Now halt the system.
Remove the broken disk and add a new disk to your system. The new disk MUST be the same size or larger than the original.
Restart the system. As the system begins to reboot press the shift key, if you do not normally get a boot menu for grub. From the menu select the option, “*Ubuntu” it should already be highlighted. Press ‘e’ to edit the command lines. Find the line that starts with
linux vmlinz-3.13-30-generic
The version number will change and yours may not be the generic kernel. Add the following to the end of that line,
break=premount
And then press F10. The system will start to boot wait until you see something like floppy0: no floyyp controllers found or these two messages are shown Incrementally starting RAID arrays… mdadm: CREATE user root not found or the boot simply appears to have stopped.
Press return to get to the (initramfs) command prompt. If LVM is broken as expected the following out put from the command will be shown
lvm lvs
-wi-d---- (instead of the expected -wi-a----)
The manpage for lvs says this means device tables are missing (device mapper?)

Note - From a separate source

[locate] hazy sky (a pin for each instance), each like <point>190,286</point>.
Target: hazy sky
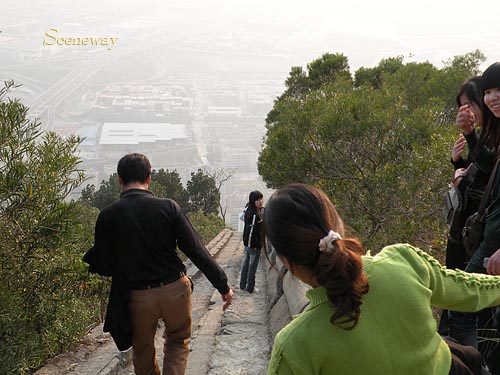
<point>363,30</point>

To fix the problem run the follownig from (initramsfs).
lvm vgchange -ay
(1 logical volume(s) in logical volume "vg0" now active)
exit
The system should boot now.
Adding a New Disk
Lets get the new disk partitioned exactly the same as the mirror. We do that by copying over the partition table from the working disk, sdy, onto the new disk, sdz. The command must be run from a root prompt not with sudo.
Important: Because I removed sda, the first disk, I swapped the disk drives around so what was sdb is NOW sda and the new drive is sdb. It won’t boot otherwise. Just thought I’d mention that.
If you get this wrong or put the disks names the wrong way around YOU will DESTROY your SYSTEM! I have used 'sdy' and 'sdz' purposely as they will most likely not exist on your system!
sfdisk -d /dev/sdy | sfdisk /dev/sdz
You can run the following to check if both hard drives have the same partition sizes etc.
fdisk -l
Next we get to add /dev/sdb1 to /dev/md0, /dev/sdb2 to /dev/md1 and /dev/sdb3 to /dev/md2
sudo mdadm /dev/md0 --add /dev/sdb1
sudo mdadm /dev/md1 --add /dev/sdb2
sudo mdadm /dev/md2 --add /dev/sdb3
All of the arrays will be resynchronised. If you are quick you will see it happening, my virtuals sync’ed over about 5GB per minute, so run the following
watch -n 1 cat /proc/mdstat
Personalities : [linear] [multipath] [raid0] [raid1] [raid6] [raid5] [raid4] [raid10] md1 : active raid1 sdb2[2] sda2[1] 23420800 blocks super 1.2 [2/1] [_U] [>....................] recovery = 1.5% (359936/23420800) finish=5.3min speed=71987K/sec md2 : active raid1 sdb3[2] sda3[1] 1993664 blocks super 1.2 [2/1] [_U] resync=DELAYED md0 : active raid1 sdb1[2] sda1[1] 779712 blocks super 1.2 [2/2] [UU] unused devices:
Once the synchronisation has finished your system is back up again!
Thank you